You may have gone from prescription to addiction without ever having decided to use. Serenity Oaks Wellness Center knows you want to get better and we understand the fierce grip of addiction and the pain it causes. Our staff of kind, professional and trained counselors have a single goal — to give you back control of your life. Our compassionate and judgment-free environment understands that and provides not only quality, comprehensive medical supervision, but end-to-end psychological counseling to help you recognize the path to addiction and stay on the road to sustained sobriety.

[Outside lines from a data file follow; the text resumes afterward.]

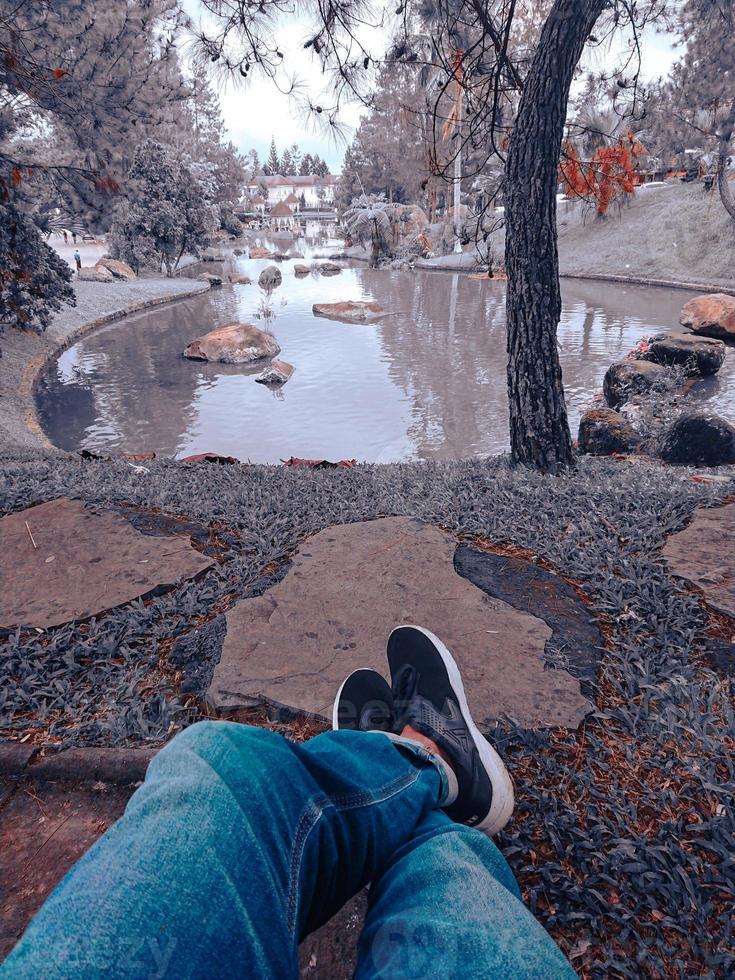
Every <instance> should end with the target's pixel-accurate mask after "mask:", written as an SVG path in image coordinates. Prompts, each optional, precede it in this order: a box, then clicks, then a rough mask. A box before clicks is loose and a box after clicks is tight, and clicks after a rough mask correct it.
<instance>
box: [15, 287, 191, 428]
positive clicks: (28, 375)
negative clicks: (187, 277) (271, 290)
mask: <svg viewBox="0 0 735 980" xmlns="http://www.w3.org/2000/svg"><path fill="white" fill-rule="evenodd" d="M208 288H209V286H208V284H207V283H198V282H194V281H192V280H191V279H188V280H187V279H159V278H155V279H153V278H151V279H148V278H141V279H136V280H134V281H133V282H110V283H106V282H76V281H75V283H74V289H75V292H76V295H77V305H76V306H75V307H71V306H70V307H66V308H64V309H63V310H62V311H61V312H60V313H59V314H58V315H57V316H56V317H55V319H54V322H53V323H52V325H51V326H50V327H49V329H48V330H47V331H46V332H45V333H44V334H42V335H38V334H35V333H22V332H21V331H19V330H8V331H7V332H6V333H5V334H3V335H2V337H0V349H2V359H1V360H0V446H3V447H7V446H13V445H16V446H29V447H31V446H44V445H47V443H46V440H45V438H44V436H43V433H42V432H41V430H40V429H39V427H38V423H37V421H36V412H35V406H34V403H33V384H34V382H35V379H36V377H37V375H38V372H39V371H40V370H41V369H42V368H43V366H44V364H45V363H46V361H47V360H48V359H49V358H50V357H52V356H53V354H54V353H55V352H57V351H58V350H60V349H63V348H65V347H68V346H69V345H70V344H71V343H72V342H73V341H74V340H75V339H76V338H77V337H79V336H81V335H82V334H83V333H86V332H87V331H88V330H92V329H94V328H95V327H96V326H100V325H101V324H102V323H106V322H109V321H110V320H114V319H117V318H118V317H120V316H124V315H125V314H126V313H133V312H135V311H137V310H140V309H143V308H144V307H146V306H152V305H155V304H157V303H165V302H168V301H169V300H172V299H176V298H182V297H184V296H187V295H193V294H194V293H198V292H202V291H203V290H205V289H208Z"/></svg>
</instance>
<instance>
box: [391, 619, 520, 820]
mask: <svg viewBox="0 0 735 980" xmlns="http://www.w3.org/2000/svg"><path fill="white" fill-rule="evenodd" d="M388 663H389V664H390V672H391V677H392V679H393V702H394V711H395V715H396V719H395V723H394V726H393V731H394V732H399V733H400V732H401V731H402V730H403V728H404V727H405V726H406V725H411V727H412V728H415V729H416V731H417V732H421V734H422V735H425V736H426V737H427V738H430V739H432V741H434V742H436V744H437V745H438V746H439V748H440V749H441V750H442V751H443V752H444V753H445V754H446V756H447V757H448V759H449V760H450V765H451V767H452V769H453V770H454V774H455V775H456V777H457V785H458V790H459V792H458V796H457V799H456V800H455V801H454V803H452V804H451V805H450V806H448V807H445V811H446V813H447V814H448V816H450V817H451V818H452V820H455V821H456V822H457V823H464V824H467V825H468V826H470V827H476V828H477V829H478V830H481V831H483V833H485V834H487V835H488V836H490V835H492V834H497V833H498V832H499V831H501V830H502V829H503V827H504V826H505V825H506V824H507V823H508V821H509V820H510V817H511V814H512V813H513V783H512V782H511V780H510V776H509V775H508V770H507V769H506V768H505V765H504V763H503V760H502V759H501V758H500V756H499V755H498V753H497V752H496V751H495V749H494V748H493V747H492V746H491V745H490V743H489V742H488V741H487V739H485V738H484V736H483V735H482V734H481V733H480V731H479V729H478V728H477V726H476V725H475V723H474V722H473V721H472V716H471V715H470V709H469V707H468V706H467V698H466V697H465V693H464V687H463V686H462V678H461V676H460V673H459V668H458V667H457V664H456V663H455V660H454V657H453V656H452V655H451V653H450V652H449V650H448V649H447V648H446V647H445V646H444V644H443V643H442V641H441V640H440V639H438V638H437V637H436V636H434V634H433V633H430V632H429V630H426V629H423V628H422V627H420V626H399V627H398V629H394V630H393V632H392V633H391V635H390V638H389V639H388Z"/></svg>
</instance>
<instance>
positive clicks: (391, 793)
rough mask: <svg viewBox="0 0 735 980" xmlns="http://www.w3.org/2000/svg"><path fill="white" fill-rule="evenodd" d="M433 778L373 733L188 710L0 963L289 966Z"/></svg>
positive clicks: (83, 971) (264, 978)
mask: <svg viewBox="0 0 735 980" xmlns="http://www.w3.org/2000/svg"><path fill="white" fill-rule="evenodd" d="M440 787H441V780H440V776H439V774H438V772H437V770H436V769H435V768H434V767H433V766H432V765H431V764H430V763H428V762H426V761H425V760H421V759H420V758H415V759H411V758H409V757H408V756H407V755H406V754H405V753H401V752H400V751H398V750H396V748H394V747H393V745H392V744H391V743H390V742H389V741H388V739H386V738H385V737H384V736H382V735H379V734H366V733H361V732H330V733H327V734H325V735H321V736H318V737H317V738H315V739H313V740H312V741H311V742H309V743H306V744H305V745H296V744H294V743H292V742H289V741H287V740H286V739H284V738H282V737H281V736H279V735H275V734H273V733H270V732H266V731H263V730H261V729H255V728H250V727H248V726H244V725H234V724H229V723H226V722H203V723H200V724H197V725H194V726H192V727H191V728H189V729H187V730H186V731H184V732H183V733H182V734H180V735H179V736H177V737H176V738H175V739H174V740H173V741H172V742H171V743H170V744H169V745H168V746H167V747H165V748H164V749H163V750H162V751H161V752H159V753H158V755H157V756H156V757H155V758H154V759H153V761H152V763H151V765H150V767H149V770H148V774H147V776H146V780H145V782H144V784H143V785H142V786H141V787H140V789H138V791H137V792H136V793H135V794H134V795H133V796H132V797H131V799H130V801H129V803H128V806H127V808H126V811H125V813H124V815H123V817H122V818H121V819H120V820H119V821H118V822H117V823H116V824H115V825H114V826H113V827H111V828H110V830H109V831H108V832H107V833H106V834H104V835H103V837H102V838H100V840H99V841H98V842H97V843H96V844H95V845H94V847H93V848H91V849H90V851H89V852H88V853H87V854H86V855H85V856H84V857H83V858H82V859H81V860H80V861H79V862H78V863H77V864H76V865H75V866H74V868H72V869H71V871H70V872H69V873H68V874H67V876H66V877H65V878H64V879H63V881H62V882H61V883H60V884H59V886H58V887H57V888H56V890H55V891H54V892H53V894H52V895H51V896H50V897H49V899H48V900H47V901H46V903H45V904H44V906H43V907H42V908H41V910H40V911H39V913H38V915H37V916H36V918H35V919H34V920H33V922H32V923H31V924H30V926H29V927H28V929H27V930H26V933H25V935H24V936H23V938H22V939H21V941H20V943H19V944H18V946H16V948H15V950H14V951H13V952H12V953H11V954H10V956H9V957H8V959H7V960H6V961H5V963H4V964H3V965H2V966H0V975H2V976H4V977H5V976H7V977H12V978H26V977H28V978H31V977H33V978H34V980H36V978H38V977H40V976H43V977H44V978H48V980H57V978H61V977H74V978H75V980H77V978H101V977H103V976H104V977H135V978H137V977H176V978H177V980H178V978H182V977H213V976H231V975H240V976H253V977H255V976H257V977H258V978H262V980H268V978H270V977H273V978H279V980H280V978H289V977H294V978H295V977H297V976H298V962H297V950H298V943H299V941H300V939H301V938H302V937H303V936H304V935H305V934H306V933H307V932H308V931H310V930H311V929H313V928H315V927H316V926H317V925H319V924H320V923H321V922H323V921H326V919H328V918H329V917H330V916H331V915H332V914H333V913H334V912H335V911H336V910H337V909H338V908H339V907H341V905H342V904H343V902H344V901H346V900H347V898H349V897H350V896H351V895H352V894H354V893H355V892H356V891H358V890H359V888H361V887H362V886H363V885H364V884H365V883H367V881H369V880H370V879H371V878H372V876H373V875H374V874H375V872H376V870H377V868H378V867H380V866H382V865H383V864H385V863H386V861H388V859H389V857H390V854H391V853H392V852H393V851H395V850H396V849H397V848H400V847H401V846H402V845H403V844H404V843H405V842H406V841H407V840H408V839H409V838H410V837H411V835H412V834H413V832H414V830H415V828H416V826H417V825H418V824H420V823H421V822H422V820H423V819H424V817H425V816H426V815H427V814H428V813H430V812H431V810H432V809H433V808H434V807H435V806H436V805H437V802H438V799H439V794H440Z"/></svg>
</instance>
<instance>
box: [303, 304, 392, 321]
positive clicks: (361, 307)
mask: <svg viewBox="0 0 735 980" xmlns="http://www.w3.org/2000/svg"><path fill="white" fill-rule="evenodd" d="M311 309H312V313H313V314H314V316H323V317H326V319H327V320H342V321H343V322H344V323H369V322H371V321H372V320H377V319H379V317H381V316H384V315H385V310H384V309H383V307H382V306H381V305H380V304H379V303H372V302H370V303H368V302H364V301H352V300H349V301H347V302H344V303H314V305H313V306H312V308H311Z"/></svg>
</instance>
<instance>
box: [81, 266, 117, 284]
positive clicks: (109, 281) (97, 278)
mask: <svg viewBox="0 0 735 980" xmlns="http://www.w3.org/2000/svg"><path fill="white" fill-rule="evenodd" d="M77 278H78V279H81V281H82V282H113V280H114V276H113V275H112V273H111V272H110V270H109V269H106V268H105V267H104V266H102V265H99V266H98V265H95V266H93V267H92V268H88V267H87V268H82V269H79V271H78V272H77Z"/></svg>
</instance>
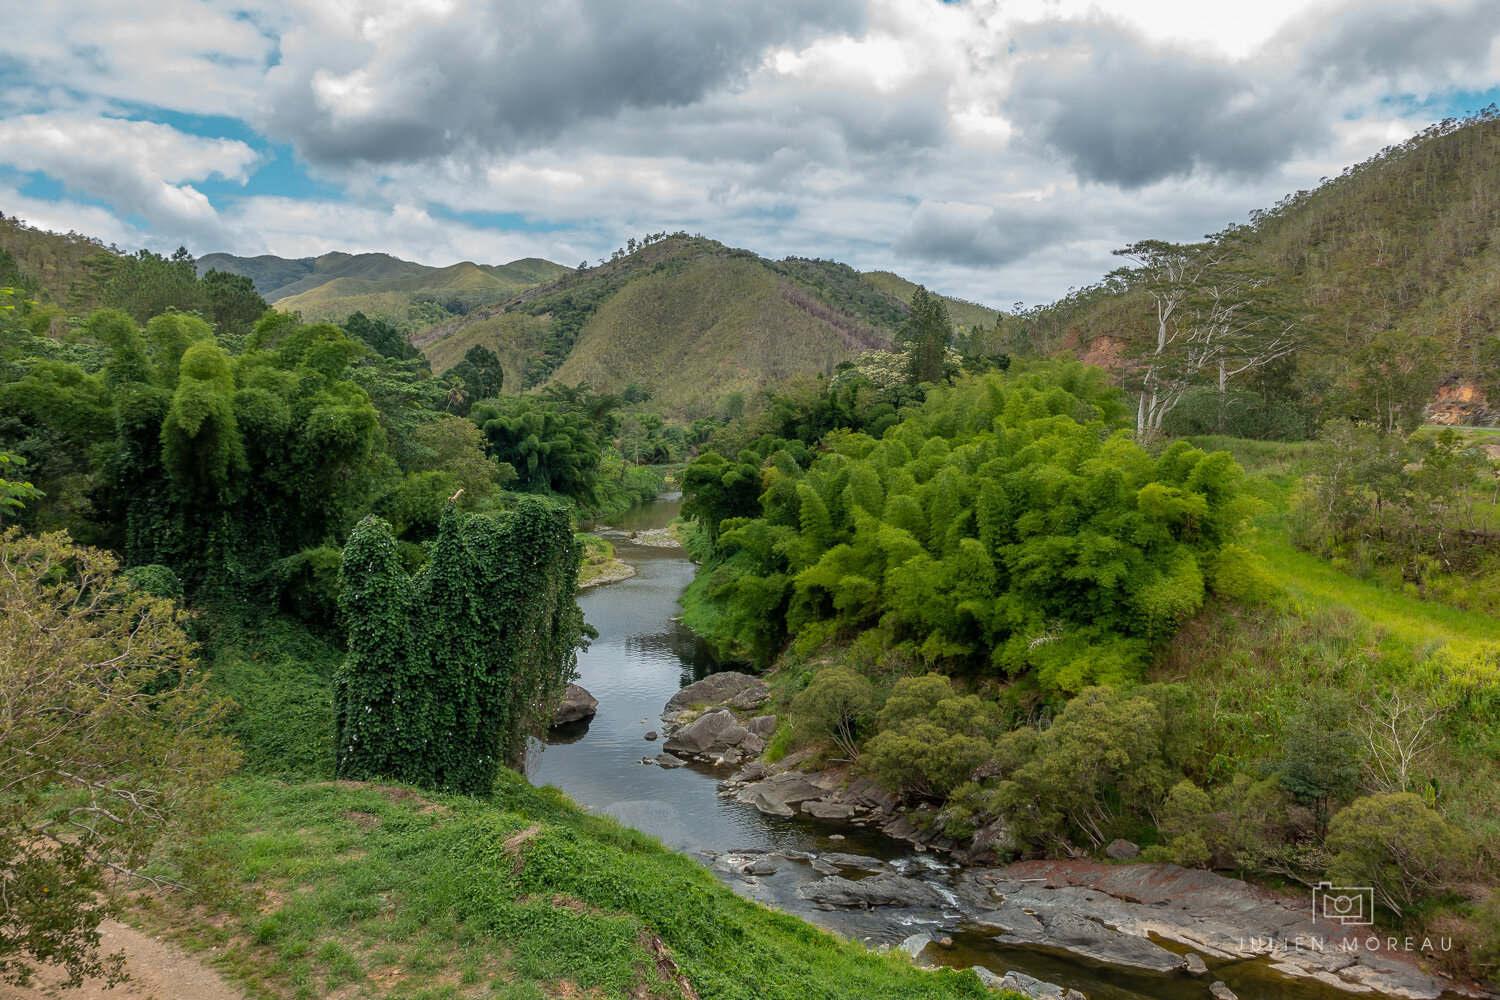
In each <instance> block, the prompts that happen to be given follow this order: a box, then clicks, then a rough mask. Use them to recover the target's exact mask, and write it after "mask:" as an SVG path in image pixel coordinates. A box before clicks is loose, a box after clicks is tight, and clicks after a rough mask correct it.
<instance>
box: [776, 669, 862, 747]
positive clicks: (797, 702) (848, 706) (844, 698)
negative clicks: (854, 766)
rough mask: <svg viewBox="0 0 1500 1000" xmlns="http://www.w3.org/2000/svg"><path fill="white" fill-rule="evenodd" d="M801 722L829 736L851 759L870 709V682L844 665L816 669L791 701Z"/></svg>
mask: <svg viewBox="0 0 1500 1000" xmlns="http://www.w3.org/2000/svg"><path fill="white" fill-rule="evenodd" d="M792 711H793V712H795V714H796V720H798V723H799V724H801V726H804V727H807V729H808V730H810V732H811V733H814V735H819V736H826V738H828V739H832V741H834V744H835V745H837V747H838V750H840V751H841V753H843V754H844V757H847V759H849V760H853V759H855V757H858V756H859V745H858V739H859V735H861V729H864V726H865V724H867V723H868V721H870V717H871V715H873V712H874V685H873V684H870V681H868V678H865V676H864V675H861V673H856V672H855V670H850V669H849V667H846V666H834V667H826V669H823V670H819V672H817V673H816V675H814V676H813V681H811V684H808V685H807V687H805V688H802V691H801V693H799V694H798V696H796V699H795V700H793V702H792Z"/></svg>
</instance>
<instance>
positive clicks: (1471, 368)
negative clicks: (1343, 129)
mask: <svg viewBox="0 0 1500 1000" xmlns="http://www.w3.org/2000/svg"><path fill="white" fill-rule="evenodd" d="M1242 235H1244V238H1245V241H1247V244H1248V247H1250V250H1248V253H1250V259H1251V262H1253V264H1257V265H1260V267H1263V268H1268V270H1269V271H1271V273H1274V274H1275V282H1277V286H1278V289H1280V291H1281V292H1284V295H1286V298H1287V300H1289V301H1292V303H1295V304H1298V306H1299V307H1302V309H1304V310H1305V312H1307V315H1308V321H1307V322H1305V333H1307V334H1308V340H1307V346H1305V349H1304V351H1302V355H1301V361H1302V364H1304V366H1305V367H1307V366H1314V367H1317V369H1319V370H1322V372H1325V373H1326V375H1328V376H1329V378H1334V379H1338V378H1340V376H1341V373H1343V370H1344V367H1346V366H1347V364H1349V358H1352V357H1353V355H1355V352H1358V351H1359V349H1361V348H1362V346H1365V345H1368V343H1370V342H1371V340H1374V339H1376V337H1377V336H1380V334H1383V333H1386V331H1395V333H1397V334H1400V336H1401V337H1410V339H1413V340H1415V339H1418V337H1433V339H1434V340H1437V343H1439V348H1440V351H1439V358H1440V364H1442V369H1443V384H1445V390H1443V393H1446V394H1448V396H1455V397H1461V399H1466V400H1475V399H1476V396H1475V393H1476V387H1481V385H1484V384H1485V382H1487V381H1488V382H1494V372H1493V370H1487V367H1493V366H1494V361H1493V360H1491V358H1493V357H1496V355H1494V351H1496V348H1494V340H1496V328H1497V325H1500V280H1497V276H1500V240H1497V235H1500V117H1497V115H1496V112H1494V111H1493V109H1490V111H1487V112H1481V114H1478V115H1475V117H1470V118H1467V120H1451V121H1445V123H1440V124H1437V126H1433V127H1431V129H1428V130H1425V132H1422V133H1419V135H1416V136H1415V138H1412V139H1410V141H1407V142H1403V144H1400V145H1394V147H1389V148H1386V150H1383V151H1382V153H1380V154H1377V156H1374V157H1371V159H1370V160H1367V162H1364V163H1359V165H1356V166H1352V168H1349V169H1346V171H1344V172H1343V174H1341V175H1338V177H1335V178H1332V180H1326V181H1325V183H1323V184H1320V186H1319V187H1316V189H1314V190H1301V192H1296V193H1295V195H1289V196H1287V198H1284V199H1281V201H1280V202H1277V204H1275V205H1274V207H1271V208H1268V210H1265V211H1257V213H1253V214H1251V219H1250V223H1248V225H1247V226H1245V229H1244V232H1242ZM1151 319H1152V313H1151V307H1149V303H1146V301H1145V300H1143V297H1142V294H1140V292H1139V291H1136V289H1133V288H1130V286H1127V285H1121V283H1112V282H1104V283H1100V285H1094V286H1091V288H1085V289H1082V291H1079V292H1076V294H1074V295H1070V297H1068V298H1064V300H1061V301H1058V303H1053V304H1052V306H1047V307H1043V309H1037V310H1032V312H1029V313H1025V315H1022V316H1016V318H1011V319H1010V321H1007V327H1008V334H1010V337H1011V340H1013V342H1014V343H1019V345H1022V346H1029V348H1032V349H1037V351H1041V352H1052V351H1058V349H1077V351H1079V352H1080V354H1082V355H1083V358H1085V360H1089V361H1095V363H1104V364H1109V363H1112V361H1118V360H1119V358H1121V357H1122V352H1125V351H1128V345H1130V343H1133V342H1139V340H1142V339H1145V337H1149V336H1151V331H1152V327H1151ZM1497 403H1500V400H1490V406H1491V408H1500V406H1497ZM1482 411H1484V408H1482V406H1481V405H1478V403H1473V405H1470V406H1469V412H1467V417H1469V418H1472V417H1475V415H1478V414H1481V412H1482ZM1452 417H1454V418H1466V414H1457V412H1455V414H1452Z"/></svg>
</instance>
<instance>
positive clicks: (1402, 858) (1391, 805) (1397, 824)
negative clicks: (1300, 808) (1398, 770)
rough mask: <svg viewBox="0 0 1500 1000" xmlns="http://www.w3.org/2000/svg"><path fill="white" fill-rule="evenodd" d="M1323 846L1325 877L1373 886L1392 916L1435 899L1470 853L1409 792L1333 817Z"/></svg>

SERENITY OAKS WELLNESS CENTER’S INTEGRATED APPROACH TO OXYCODONE DETOX
Whether you became addicted through prescriptions or other means, you will need many things to break your oxycodone dependency and continue to stay drug-free. The enormous physical challenges and risks you face during withdrawal make on-going, supervised medical care a necessity.
Yet addressing only the physical manifestations of your dependency means — even if you have the strong intent not to continue using — you may not have the behavioral tools, situational skills and practice to avoid a relapse.
To get sober and stay sober, you will need a multi-tiered support system, a comprehensive set of psychological and behavioral tools and supportive, compassionate and trained professionals who can give you the support you need when you need it.
Serenity Oaks Wellness Center appreciates the daily pain your addiction causes and how much you want to a healthier, drug-free lifestyle — not only for yourself, but also for your loved ones. For that reason, we don’t focus on a single aspect of your recovery, but instead treat you holistically.We don’t see you as an addict or as a patient, but as a human being making the right choices in difficult circumstances.